Gruppentherapie als Heilmittel – auch gegen den Fachkräftemangel

Auch wenn es für viele Physiotherapeuten zunächst einige Anstrengung bedeuten mag, die Gruppentherapie verstärkt ins eigene Angebot aufzunehmen, werden die Praxen auf Dauer kaum um diese Möglichkeit herumkommen. „Eine zentrale Frage in unserer Branche ist ja: Wie können wir zukünftig unter Fachkräftemangel noch alle Patienten versorgen?“, sagt Andrea Rädlein. „Ein Vorteil der Gruppentherapie liegt darin, dass ich mehrere Patienten, eventuell auch mit ähnlicher Symptomatik, gemeinsam behandeln kann. Außerdem kann ich dem Patienten damit auch ein weiterführendes Angebot für einen etwas längeren Behandlungsverlauf machen, vor allem, wenn das aus Ressourcengründen in Einzeltherapie nicht möglich wäre.“

Andrea Rädlein, Foto: Deutscher Verband für Physiotherapie (ZVK)
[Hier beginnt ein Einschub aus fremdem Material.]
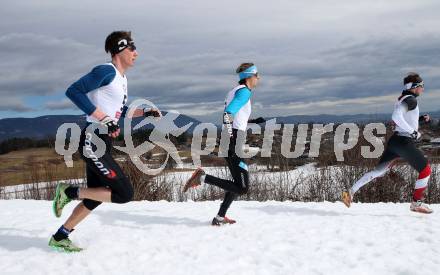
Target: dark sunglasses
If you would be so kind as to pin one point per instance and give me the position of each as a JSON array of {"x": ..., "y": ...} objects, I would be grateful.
[
  {"x": 421, "y": 85},
  {"x": 131, "y": 47}
]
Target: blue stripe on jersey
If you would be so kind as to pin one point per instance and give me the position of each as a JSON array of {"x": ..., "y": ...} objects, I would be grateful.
[
  {"x": 243, "y": 165},
  {"x": 124, "y": 111},
  {"x": 101, "y": 75},
  {"x": 241, "y": 97}
]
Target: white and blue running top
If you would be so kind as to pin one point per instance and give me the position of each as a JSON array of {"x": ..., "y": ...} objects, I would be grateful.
[
  {"x": 104, "y": 88},
  {"x": 238, "y": 104}
]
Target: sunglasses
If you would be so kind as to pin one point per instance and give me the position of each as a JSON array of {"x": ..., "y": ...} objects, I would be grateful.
[
  {"x": 123, "y": 44},
  {"x": 421, "y": 85},
  {"x": 131, "y": 47}
]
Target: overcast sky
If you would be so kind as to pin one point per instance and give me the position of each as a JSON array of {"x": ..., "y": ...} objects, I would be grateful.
[{"x": 315, "y": 57}]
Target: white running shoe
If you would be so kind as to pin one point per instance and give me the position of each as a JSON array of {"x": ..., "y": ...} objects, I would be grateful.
[
  {"x": 419, "y": 206},
  {"x": 347, "y": 198}
]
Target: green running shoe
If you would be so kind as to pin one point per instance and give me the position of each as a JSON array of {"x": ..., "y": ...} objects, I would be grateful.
[
  {"x": 65, "y": 245},
  {"x": 60, "y": 199}
]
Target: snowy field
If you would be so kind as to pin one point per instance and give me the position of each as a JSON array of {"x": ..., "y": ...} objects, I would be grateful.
[{"x": 269, "y": 238}]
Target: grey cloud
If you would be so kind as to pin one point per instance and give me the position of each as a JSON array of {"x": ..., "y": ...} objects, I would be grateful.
[
  {"x": 14, "y": 104},
  {"x": 307, "y": 52}
]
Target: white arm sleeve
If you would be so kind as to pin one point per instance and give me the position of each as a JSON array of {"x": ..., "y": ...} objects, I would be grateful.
[{"x": 400, "y": 120}]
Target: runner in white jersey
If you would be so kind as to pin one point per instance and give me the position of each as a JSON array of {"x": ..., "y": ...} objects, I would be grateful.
[
  {"x": 402, "y": 145},
  {"x": 236, "y": 117},
  {"x": 102, "y": 95}
]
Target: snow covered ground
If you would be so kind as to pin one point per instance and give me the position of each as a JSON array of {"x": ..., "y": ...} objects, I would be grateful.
[{"x": 269, "y": 238}]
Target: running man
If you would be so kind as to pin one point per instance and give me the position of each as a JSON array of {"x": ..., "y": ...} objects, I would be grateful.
[
  {"x": 235, "y": 118},
  {"x": 402, "y": 145},
  {"x": 102, "y": 95}
]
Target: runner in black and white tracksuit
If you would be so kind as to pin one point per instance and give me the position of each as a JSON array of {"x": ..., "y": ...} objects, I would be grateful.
[
  {"x": 102, "y": 95},
  {"x": 235, "y": 118},
  {"x": 402, "y": 145}
]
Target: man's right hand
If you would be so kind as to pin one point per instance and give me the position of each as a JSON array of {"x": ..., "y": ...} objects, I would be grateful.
[
  {"x": 416, "y": 135},
  {"x": 112, "y": 126}
]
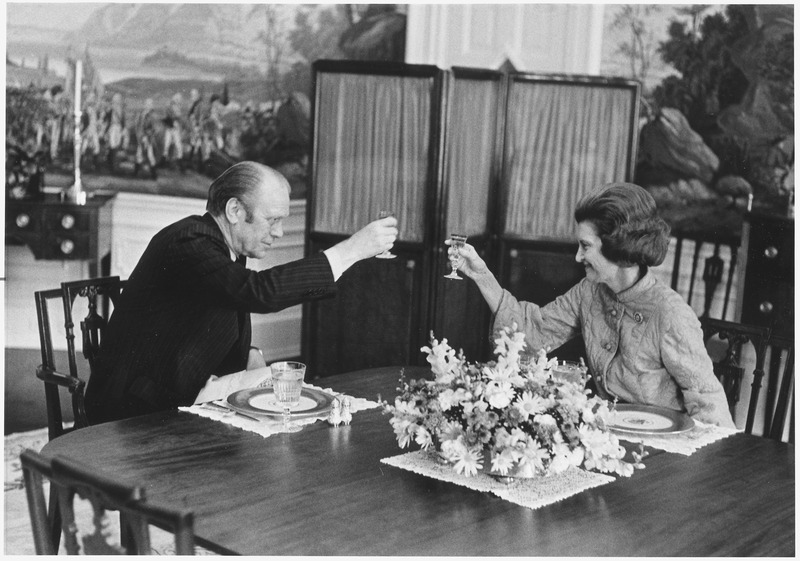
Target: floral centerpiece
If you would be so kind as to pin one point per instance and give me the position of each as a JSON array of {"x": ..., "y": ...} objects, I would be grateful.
[{"x": 522, "y": 420}]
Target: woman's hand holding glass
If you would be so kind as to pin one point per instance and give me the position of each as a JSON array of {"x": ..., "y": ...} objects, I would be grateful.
[{"x": 469, "y": 262}]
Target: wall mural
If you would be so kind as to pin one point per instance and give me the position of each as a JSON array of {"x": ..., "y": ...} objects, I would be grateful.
[
  {"x": 717, "y": 124},
  {"x": 175, "y": 89}
]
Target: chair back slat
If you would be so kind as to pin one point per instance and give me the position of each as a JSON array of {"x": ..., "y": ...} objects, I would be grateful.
[
  {"x": 55, "y": 421},
  {"x": 99, "y": 294},
  {"x": 728, "y": 369},
  {"x": 73, "y": 479},
  {"x": 778, "y": 404},
  {"x": 34, "y": 469}
]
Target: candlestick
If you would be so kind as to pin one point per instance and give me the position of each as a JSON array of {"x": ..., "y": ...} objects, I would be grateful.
[{"x": 76, "y": 193}]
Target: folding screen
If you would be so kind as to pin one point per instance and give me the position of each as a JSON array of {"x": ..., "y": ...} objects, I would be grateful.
[
  {"x": 501, "y": 158},
  {"x": 375, "y": 147},
  {"x": 564, "y": 135}
]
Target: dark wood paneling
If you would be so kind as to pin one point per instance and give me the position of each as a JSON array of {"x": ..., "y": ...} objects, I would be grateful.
[
  {"x": 374, "y": 320},
  {"x": 768, "y": 293},
  {"x": 324, "y": 491}
]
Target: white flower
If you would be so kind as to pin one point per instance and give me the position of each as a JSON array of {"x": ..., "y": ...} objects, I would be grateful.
[
  {"x": 468, "y": 461},
  {"x": 499, "y": 395},
  {"x": 503, "y": 461},
  {"x": 545, "y": 419},
  {"x": 443, "y": 361},
  {"x": 533, "y": 455},
  {"x": 530, "y": 404},
  {"x": 423, "y": 438},
  {"x": 531, "y": 425},
  {"x": 404, "y": 429}
]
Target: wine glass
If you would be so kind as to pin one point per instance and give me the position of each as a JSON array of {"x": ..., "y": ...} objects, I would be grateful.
[
  {"x": 386, "y": 254},
  {"x": 456, "y": 242},
  {"x": 287, "y": 383}
]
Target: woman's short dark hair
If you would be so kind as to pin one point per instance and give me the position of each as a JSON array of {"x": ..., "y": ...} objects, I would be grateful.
[
  {"x": 239, "y": 182},
  {"x": 627, "y": 222}
]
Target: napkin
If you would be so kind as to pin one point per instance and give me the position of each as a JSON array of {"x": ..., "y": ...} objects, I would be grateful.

Schließlich liegen die Wartezeiten in den Praxen momentan bei sechs bis acht Wochen. Man wird in Zukunft deshalb immer häufiger die Frage stellen müssen, ob wirklich jeder Patient Einzeltherapie erhält oder ob man diese Leistung nicht viel häufiger in Gruppentherapie umwandeln kann und muss – vor allem im späteren Behandlungsverlauf. „Wir schaffen es kaum noch, alle Patienten unterzubringen“, so Rädlein. „Wenn wir künftig häufiger mehrere Patienten zusammenführen können, würden sich auch die Wartezeiten verringern.“

Dennoch schreiben bislang eher wenige Physiotherapeuten Rezepte von Einzel- auf Gruppentherapie um. Häufig stehen dabei organisatorische Probleme im Vordergrund: „Für eine kleine Praxis ist es sehr schwierig, mehrere Patienten zusammenzubringen – möglichst mit der gleichen Erkrankung, möglichst mit ähnlichen Voraussetzungen, und das auch noch zur gleichen Uhrzeit und am gleichen Tag“, erklärt Andrea Rädlein. „Das ist eine große Herausforderung. Deshalb funktionieren auch häufig Angebote wie Präventionskurse oder Rehabilitationssport in kleineren Organisationen so schwer.“

Herausforderung für Physiotherapeuten

Physiotherapie in der Gruppe kann also Spaß machen – den Anleitenden ebenso wie den Patienten. Allerdings stellt die gezielte und professionelle Gruppentherapie Therapeuten durchaus auch vor Herausforderungen – gerade, wenn sie diese Behandlungsform neu in ihr Angebot aufnehmen. Häufig fehlt es an den passenden Übungen, da dieser Bereich in der Ausbildung bislang ein eher stiefmütterliches Dasein fristet. Der Weg zu einem umfassenden Repertoire führt also zunächst einmal über Fortbildung. „Viele Physios kennen nur Übungen für einen bestimmten Schmerz und haben wenig Blick fürs große Ganze“, stellt Jeanette Weigert fest. „Dabei geht es – gerade in der Erhaltungsphase – doch darum, die Patienten wieder in die Aktivität und die Alltagstauglichkeit zurückzuführen. Das kann ganz einfach sein, zum Beispiel mit Alltagsgeräten wie einem Stuhl oder einem Handtuch. Es braucht eben auch von uns Therapeuten erstmal Engagement und Interesse an der Sache.“

Neben einem Repertoire an geeigneten Übungen benötigt man für Krankengymnastik in der Gruppe (auf dem Rezept: KG Gruppe) natürlich auch die passenden Räumlichkeiten. Die für jede Physiopraxis vorgeschriebenen 20 qm sind durchaus ausreichend, um vier bis fünf Personen auf Gymnastikmatten anzuleiten. Bei Krankengymnastik am Gerät (auf dem Rezept: KGG Gruppe) gilt es, die Geräte so zu platzieren, dass ein guter Kontakt zwischen dem Therapeuten und den Patienten sowie idealerweise auch der Patienten untereinander möglich ist.